I agree. This has been a controversial point since Nikon first introduced it and then equivocated on what it really is.
We probably won't really know until enough Z9's are out here, in the wild, with production firmware and finalized raw converters, so some credible expert(s) can properly evaluate.
If it is truly lossless, then no problema. If lossy, then it is possibly scene/exposure dependent, and will be important to understand the limitations.
Can't wait to see the outcome.
It's already being done with noise/ISO on a global basis by Nikon, Sony, and Canon. This shows the D5, A7riv, and R6.
https://photonstophotos.net/Charts/PDR.htm#Canon EOS R6,Nikon D5,Sony ILCE-7RM4
Every time you see a stair step change in the graph, NR is being applied on a global basis at a RAW level.
Nikon is changing their approach with the Z9 to differentiate between a subject or area with detail and a detail-less background. The same AI that identifies the subject can also be used as part of processing.

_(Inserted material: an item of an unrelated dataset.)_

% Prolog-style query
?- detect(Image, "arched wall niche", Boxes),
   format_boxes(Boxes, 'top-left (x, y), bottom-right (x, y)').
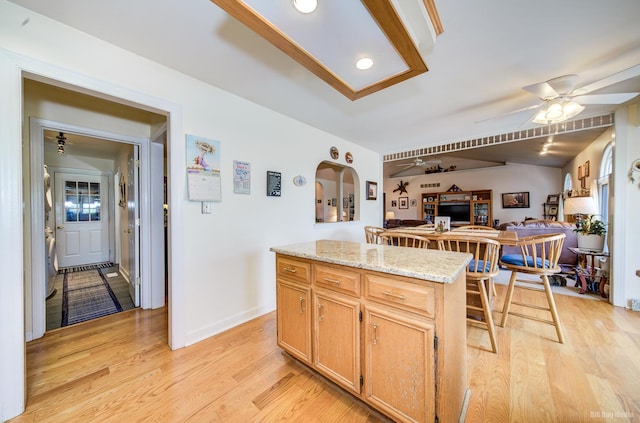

Maybe? But note what bothers is not a general noise reduction/white balance - that if of course a given. What bothers me is the news of the camera applying different changes to different parts of the image, like Active D-lighting is doing to the JPEG output. As far as I know, this was not the case until now. If you tell me this was already the case, I'd be surprised but willing to learn more.
And lowering the shadows after the camera has raised them will, AFAIK, not result in the exact original values.